In either framework, modification indices for equality constraints or fixed
parameters specified in param are calculated from the constrained
model (con) using the function lavaan::lavTestScore().
For multiple-group CFA models, the multiparameter omnibus null hypothesis of
measurement equivalence/invariance is that there are no group differences in
any measurement parameters (of a particular type). This can be tested using
the anova method on nested lavaan objects, or by inspecting
the change in alternative fit indices (AFIs) such as the CFI. The
permutation randomization method employed by permuteMeasEq generates
an empirical distribution of any AFIs under the null hypothesis, so
the user is not restricted to using fixed cutoffs proposed by Cheung &
Rensvold (2002), Chen (2007), or Meade, Johnson, & Braddy (2008).
If the multiparameter omnibus null hypothesis is rejected, partial
invariance can still be established by freeing invalid equality constraints,
as long as equality constraints are valid for at least two indicators per
factor. Modification indices can be calculated from the constrained model
(con), but multiple testing leads to inflation of Type I error rates.
The permutation randomization method employed by permuteMeasEq
creates a distribution of the maximum modification index if the null
hypothesis is true, which allows the user to control the familywise Type I
error rate in a manner similar to Tukey's q (studentized range)
distribution for the Honestly Significant Difference (HSD) post hoc test.
For MIMIC models, DIF can be tested by comparing modification indices of
regression paths to the permutation distribution of the maximum modification
index, which controls the familywise Type I error rate. The MIMIC approach
could also be applied with multiple-group models, but the grouping variable
would not be permuted; rather, the covariates would be permuted separately
within each group to preserve between-group differences.
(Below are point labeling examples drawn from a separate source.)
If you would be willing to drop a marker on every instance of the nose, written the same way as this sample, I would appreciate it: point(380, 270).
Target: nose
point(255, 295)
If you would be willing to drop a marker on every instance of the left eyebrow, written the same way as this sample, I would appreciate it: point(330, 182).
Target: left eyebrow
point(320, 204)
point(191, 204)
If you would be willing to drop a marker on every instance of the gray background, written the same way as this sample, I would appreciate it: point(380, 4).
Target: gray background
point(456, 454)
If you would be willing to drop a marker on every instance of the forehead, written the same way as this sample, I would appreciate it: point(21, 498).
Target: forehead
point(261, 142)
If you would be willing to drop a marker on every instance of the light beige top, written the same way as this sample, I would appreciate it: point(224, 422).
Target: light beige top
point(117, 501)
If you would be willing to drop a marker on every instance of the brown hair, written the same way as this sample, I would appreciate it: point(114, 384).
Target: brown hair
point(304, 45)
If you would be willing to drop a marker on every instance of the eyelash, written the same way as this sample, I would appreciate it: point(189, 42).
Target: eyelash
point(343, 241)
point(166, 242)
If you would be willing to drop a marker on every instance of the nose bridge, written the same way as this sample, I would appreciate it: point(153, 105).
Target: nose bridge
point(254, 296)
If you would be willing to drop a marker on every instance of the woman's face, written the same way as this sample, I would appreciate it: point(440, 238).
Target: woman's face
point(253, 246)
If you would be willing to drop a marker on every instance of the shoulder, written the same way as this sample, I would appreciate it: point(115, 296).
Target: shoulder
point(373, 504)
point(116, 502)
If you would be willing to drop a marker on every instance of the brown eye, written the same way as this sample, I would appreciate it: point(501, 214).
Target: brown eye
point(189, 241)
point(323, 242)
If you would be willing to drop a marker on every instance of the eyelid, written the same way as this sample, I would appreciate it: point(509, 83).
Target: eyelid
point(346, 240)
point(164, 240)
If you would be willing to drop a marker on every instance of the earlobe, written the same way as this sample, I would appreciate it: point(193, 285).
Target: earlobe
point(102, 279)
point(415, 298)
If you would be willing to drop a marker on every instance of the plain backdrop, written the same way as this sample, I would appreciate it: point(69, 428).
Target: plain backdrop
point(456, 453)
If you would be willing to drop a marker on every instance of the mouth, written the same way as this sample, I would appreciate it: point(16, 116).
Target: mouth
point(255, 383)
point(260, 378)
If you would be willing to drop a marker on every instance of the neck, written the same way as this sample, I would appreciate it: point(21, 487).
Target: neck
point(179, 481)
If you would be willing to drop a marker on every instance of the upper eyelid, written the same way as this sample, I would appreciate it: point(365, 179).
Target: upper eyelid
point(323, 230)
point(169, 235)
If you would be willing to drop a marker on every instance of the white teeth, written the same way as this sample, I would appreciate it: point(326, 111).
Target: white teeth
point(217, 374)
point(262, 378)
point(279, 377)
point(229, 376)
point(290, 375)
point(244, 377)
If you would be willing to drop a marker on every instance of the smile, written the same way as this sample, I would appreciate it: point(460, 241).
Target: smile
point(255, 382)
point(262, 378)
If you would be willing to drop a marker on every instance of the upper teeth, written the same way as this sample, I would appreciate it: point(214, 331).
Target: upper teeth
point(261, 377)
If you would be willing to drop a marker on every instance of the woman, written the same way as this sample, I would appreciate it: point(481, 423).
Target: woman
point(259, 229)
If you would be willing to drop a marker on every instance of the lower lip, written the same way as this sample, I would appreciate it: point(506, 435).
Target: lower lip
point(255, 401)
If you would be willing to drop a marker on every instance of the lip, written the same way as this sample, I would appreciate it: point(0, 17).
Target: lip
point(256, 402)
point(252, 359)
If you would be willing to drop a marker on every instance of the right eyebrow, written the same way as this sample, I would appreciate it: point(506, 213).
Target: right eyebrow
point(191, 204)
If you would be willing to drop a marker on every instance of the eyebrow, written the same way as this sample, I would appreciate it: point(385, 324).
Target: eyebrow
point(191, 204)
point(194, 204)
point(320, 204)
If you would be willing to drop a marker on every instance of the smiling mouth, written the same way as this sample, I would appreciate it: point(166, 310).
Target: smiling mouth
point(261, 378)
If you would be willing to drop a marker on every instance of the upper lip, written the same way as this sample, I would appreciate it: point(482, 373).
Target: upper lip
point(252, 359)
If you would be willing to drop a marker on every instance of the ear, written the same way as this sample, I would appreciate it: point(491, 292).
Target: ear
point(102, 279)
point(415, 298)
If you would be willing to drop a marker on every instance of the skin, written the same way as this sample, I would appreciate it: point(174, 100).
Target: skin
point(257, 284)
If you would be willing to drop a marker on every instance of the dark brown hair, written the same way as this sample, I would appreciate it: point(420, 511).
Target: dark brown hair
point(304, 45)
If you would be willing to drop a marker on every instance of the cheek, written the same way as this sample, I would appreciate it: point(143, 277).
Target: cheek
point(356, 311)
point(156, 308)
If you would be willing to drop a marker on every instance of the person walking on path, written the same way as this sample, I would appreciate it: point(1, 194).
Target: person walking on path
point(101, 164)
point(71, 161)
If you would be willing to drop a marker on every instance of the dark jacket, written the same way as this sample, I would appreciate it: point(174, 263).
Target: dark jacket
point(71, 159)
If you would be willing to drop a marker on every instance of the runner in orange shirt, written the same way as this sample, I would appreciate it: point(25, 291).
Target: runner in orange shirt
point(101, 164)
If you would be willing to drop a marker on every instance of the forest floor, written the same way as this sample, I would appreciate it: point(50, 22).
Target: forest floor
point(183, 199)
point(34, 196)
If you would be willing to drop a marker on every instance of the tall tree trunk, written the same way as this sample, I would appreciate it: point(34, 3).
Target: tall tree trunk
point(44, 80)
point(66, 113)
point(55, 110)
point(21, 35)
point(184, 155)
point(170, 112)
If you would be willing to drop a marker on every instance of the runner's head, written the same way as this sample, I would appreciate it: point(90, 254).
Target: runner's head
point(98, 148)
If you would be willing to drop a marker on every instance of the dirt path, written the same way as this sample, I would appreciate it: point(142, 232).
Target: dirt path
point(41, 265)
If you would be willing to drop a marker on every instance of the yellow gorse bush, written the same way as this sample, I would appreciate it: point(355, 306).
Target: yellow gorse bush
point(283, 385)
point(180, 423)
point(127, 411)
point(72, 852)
So whether
parameters are constrained or unconstrained across groups, the MIMIC
approach is only for testing null hypotheses about the effects of
covariates on indicators, controlling for common factors.
In either framework, lavaan::lavaan()'s group.label
argument is used to preserve the order of groups seen in con when
permuting the data.
Value
The permuteMeasEq object representing the results of
testing measurement equivalence (the multiparameter omnibus test) and DIF
(modification indices), as well as diagnostics and any extra output.
Author(s)
Terrence D. Jorgensen (University of Amsterdam; TJorgensen314@gmail.com)
References
Papers about permutation tests of measurement equivalence:
Jorgensen, T. D., Kite, B. A., Chen, P.-Y., & Short, S. D. (2018). Permutation randomization methods for testing measurement equivalence and detecting differential item functioning in multiple-group confirmatory factor analysis. Psychological Methods, 23(4), 708–728. doi:10.1037/met0000152
Kite, B. A., Jorgensen, T. D., & Chen, P.-Y. (2018). Random permutation testing applied to measurement invariance testing with ordered-categorical indicators. Structural Equation Modeling 25(4), 573–587. doi:10.1080/10705511.2017.1421467
Jorgensen, T. D. (2017). Applying permutation tests and multivariate modification indices to configurally invariant models that need respecification. Frontiers in Psychology, 8(1455). doi:10.3389/fpsyg.2017.01455
Additional reading:
Chen, F. F. (2007). Sensitivity of goodness of fit indexes to lack of measurement invariance. Structural Equation Modeling, 14(3), 464–504. doi:10.1080/10705510701301834
Cheung, G. W., & Rensvold, R. B. (2002). Evaluating goodness-of-fit indexes for testing measurement invariance. Structural Equation Modeling, 9(2), 233–255. doi:10.1207/S15328007SEM0902_5
Meade, A. W., Johnson, E. C., & Braddy, P. W. (2008). Power and sensitivity of alternative fit indices in tests of measurement invariance. Journal of Applied Psychology, 93(3), 568–592. doi:10.1037/0021-9010.93.3.568
Widamin, K. F., & Thompson, J. S. (2003). On specifying the null model for incremental fit indices in structural equation modeling. Psychological Methods, 8(1), 16–37. doi:10.1037/1082-989X.8.1.16
See Also
stats::TukeyHSD(), lavaan::lavTestScore()
Examples
########################
## Multiple-Group CFA ##
########################
## create 3-group data in lavaan example(cfa) data
HS <- lavaan::HolzingerSwineford1939
HS$ageGroup <- ifelse(HS$ageyr < 13, "preteen",
ifelse(HS$ageyr > 13, "teen", "thirteen"))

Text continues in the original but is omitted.